In the morning I attended a policy panel entitled, "In the Crosshairs: A Look at For-Profit Providers of Higher Education." Panelists included Dr. William Pepicello of the University of Phoenix, Jeff Sandefer of the Acton School of Business & Acton Academy, and Dr. Lynn W. Tatum of Baylor University.
I found this session particularly enlightening, and was disabused of some prejudices against the University of Phoenix. Contrary to some narratives, UOPX is more regulated than any other university. Not only must they answer to the federal Department of Education, but state agencies in 36 states plus the District of Columbia and Puerto Rico. UOPX is also required to be far more transparent than traditional institutions of higher learning, and openly invite all to scrutinize their Academic Annual Report online. Dr. Tatum was less enthusiastic, and presented the viewpoint of the American Association of University Professors (AAUP,) and expressed concern over the for-profit model for faculty accountability. Jeff Sandefer dismissed AAUP as being essentially the "professors union," and suggested the argument was very much about money and AAUP's protection of the status quo against innovators like UOPX.

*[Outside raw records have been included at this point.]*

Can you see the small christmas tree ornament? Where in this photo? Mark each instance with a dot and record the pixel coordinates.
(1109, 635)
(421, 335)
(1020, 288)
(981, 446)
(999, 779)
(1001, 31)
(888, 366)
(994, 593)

The second panel I attended was "The Classroom of the Future: Improving Learning Through Technology." Panelists included Utah State Senator Howard Stephenson, President and CEO of the International Association for K-12 Online Learning (iNACOL) Susan Patrick, and Director of Government Relations for TCEA Jennifer Bergland.
This panel gave me the most concern. All three panelists were positively giddy about embracing technology in K-12 education, but didn't really touch on the drawbacks. They used some of those old progressivist buzzwords that decry teachers as authorities, and one speaker even showed a photo of a baby in a crib using an iPhone and uttered that phrase I find so troubling: "The next generation is different." I would suggest that the next generation uses different tools and methods of communication, but are still the same human souls that were born 100, 1,000 or 4,000 years ago. Embedded in those statements about how children today are 'different,' is the potential for dismissing anything and everything that is actually true for human souls at all times and in all places.
For the record, I'm not exactly a Neo-Luddite; I have spearheaded efforts to bring numerous organizations into the technology age, and in our home we have kindles, iPhones, an iPad, laptops, and one desktop. My 12-year old can crank out a highly professional PowerPoint in about 20 minutes, but that same child checks out the maximum 15 books allowed from the local public library each week and reads them. In our home we have embraced technology as a tool, but acknowledge the dangers and drawbacks of an overemphasis (sleep disruption, physical and emotional health, etc.).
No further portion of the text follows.